Итак, я надел ватник. Вряд ли это поможет, если придется падать с высоты в тридцать пять футов. Черт бы побрал этого Жучилу, не мог найти диван-подругу с квартирой на первом этаже. Тогда, правда, пришлось бы выдумывать иной план, и он вряд ли был бы проще. Под ватник я надел еще и кожаную курточку, опять же на случай падения. Предусмотрительность дебила. У Анны взял чулок, натянул на лицо. Мой фотоаппарат со вспышкой украли, но они насобачились уже что-то подобное производить. Не ах, конечно, но фотошедевр не нужен, нужна обалделая физиономия Жучилы и голая баба рядом.

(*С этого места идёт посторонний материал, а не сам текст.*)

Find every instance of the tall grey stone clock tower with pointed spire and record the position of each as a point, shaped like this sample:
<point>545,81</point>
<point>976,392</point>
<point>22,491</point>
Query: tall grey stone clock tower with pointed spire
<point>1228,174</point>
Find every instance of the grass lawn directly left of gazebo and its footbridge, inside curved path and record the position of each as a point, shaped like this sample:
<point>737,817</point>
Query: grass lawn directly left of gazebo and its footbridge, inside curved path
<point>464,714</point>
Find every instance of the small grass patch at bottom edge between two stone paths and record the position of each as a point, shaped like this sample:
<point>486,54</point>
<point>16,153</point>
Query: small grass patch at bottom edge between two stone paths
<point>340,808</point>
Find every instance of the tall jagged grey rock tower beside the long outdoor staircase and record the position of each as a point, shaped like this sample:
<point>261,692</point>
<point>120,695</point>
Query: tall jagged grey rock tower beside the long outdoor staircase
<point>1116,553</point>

Противно? Ну, не то слово. Если бы Наставник был жив и узнал, что я затеваю, он с отвращением отвернулся бы от меня. Да я и сам отвернулся бы от любого и в жизни никогда не общался с ним за такие дела. Но выбора у меня нет. Как говорится, на войне и в любви все позволено. А я люблю ЛД, хоть он и сексот. Разве любят за что-то? Любят вопреки. И он меня так же. Если бы мы принадлежали к противоположным полам… или хотя бы обладали противоестественными склонностями… Но нам и того не дано. И любовь наша осуществилась в подследственном титском порядке.
Жду. Пока не стемнеет, мне в этом ватнике даже на улице явиться нельзя: не сезон, привлеку внимание. А переодеваться поблизости от дома жучилиной подруги незачем: по несчастному для Жучилы стечению обстоятельств, ее дом в двух кварталах от моего.

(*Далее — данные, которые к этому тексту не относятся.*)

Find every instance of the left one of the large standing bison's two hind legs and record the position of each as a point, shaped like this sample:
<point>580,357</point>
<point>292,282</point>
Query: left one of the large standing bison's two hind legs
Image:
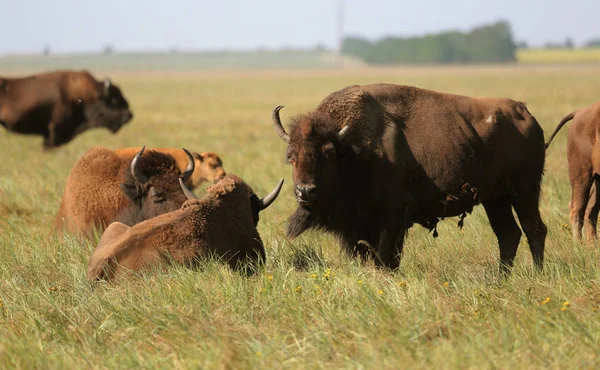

План прост. Забраться на крышу дома, путь разведан, привязать к трубе крепкую веревку, она у меня тоже припасена, спуститься к нужному окну, и оно мне ведомо, знаю, где ложе любви, выход, выключатели, каковы запоры на двери, выждать, пока погаснет свет и начнется непродолжительный сеанс титского секса, не лучшего в мире. Потом высадить ногами окно и в темноте, ослепляя совокупляющихся вспышкой, щелкнуть раз-два, после чего стремительно бежать. На стороне противника физическая сила и превосходство в численности. На моей стороне фактор внезапности. Известно, что это кратковременный фактор. Значит, кампанию надо провести молниеносно. Потом, на моей стороне будет то преимущество, что я буду в штанах, а Жучила без. Хотя по лестницам сподручнее бегать без штанов, что-то нашептывает мне, что Жучила этой сподручностью не соблазнится. Так что главное вырваться, а уж дальше побегу в одиночестве.
Октябрьский вечер прохладен, и мне не жарко в моей телогрейке. Сидя на крыше с чулком на физиономии, с обвязанной вокруг трубы веревкой в руке и фотоаппаратом на шее, думаю о том, что, если убьюсь, замысел провалится. Зря очаровывал Сокиру. Все зря. И эссе не опубликуют. Покойники не знают, горюют ли по ним. С другой стороны, и эссе, и Сокира только средства на пути к замыслу. Вот если поймают — заколют в больнице на раз, и уже завтра в голове моей не будет рассудка. Анна станет навещать меня все реже, кормить, тупо роняющего слюни, я ее вряд ли даже узнаю… Не удалось мне наказать ее обидчика. Дознался лишь, что все произошло, как я и полагал, на почве неудовлетворенного домогательства: была безотказна — и вдруг?.. Погорюет, конечно, но характер у нее легкий, утешится.